One effect of the coronavirus pandemic has been to underscore how indispensable libraries and librarians are to academic work. On the one hand, the closure of libraries nationwide (including Harvard and the CHS) has put essential materials out of reach for many scholars; on the other hand, we have seen how resourceful librarians have been able to partner with publishers and other companies to put tremendous volumes of previously inaccessible material online for the duration of the crisis. As a lover of physical books, I would never wish to see the day when libraries close their stacks in favor of a completely electronic collection (something which would be nearly impossible to achieve, anyway). Nevertheless, perhaps it is inevitable that these few weeks or months (hopefully not more) will serve as a kind of inflection point in the way that libraries conceive of the nature of their collections and services.
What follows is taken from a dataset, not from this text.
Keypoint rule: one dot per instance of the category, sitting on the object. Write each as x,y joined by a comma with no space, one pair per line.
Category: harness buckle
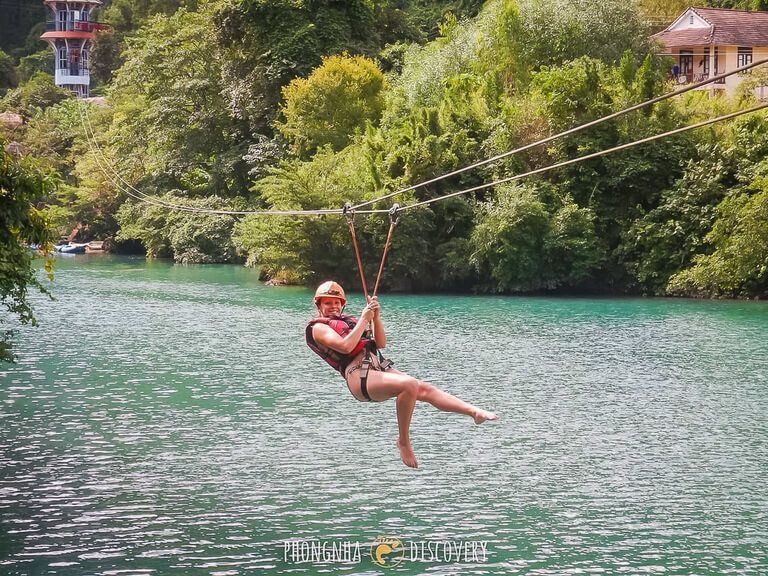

In the best-case scenario, the increasing availability of e-resources will help to democratize Classics as well as many other fields, particularly in the humanities, whose research materials are still heavily concentrated in a small number of elite libraries; in this new environment, projects such as the OGL will have an important role to play. But the universal restlessness shared by everyone after just three weeks on lockdown speaks to the vital importance of the day-to-day physical interactions facilitated by spaces such as the CHS, for which Zoom can never be an adequate substitute. So, let us hope that the era of “social distancing” will be a short one indeed.
Thank you for this, I enjoyed reading your thoughts and learning about your experiences. I too believe that a wholly electronic library can never fully serve Classics students, and I share your optimism about the possibilities online access brings to the future of the field. All the best from a small virtual classics library in Lincoln, UK. Take care.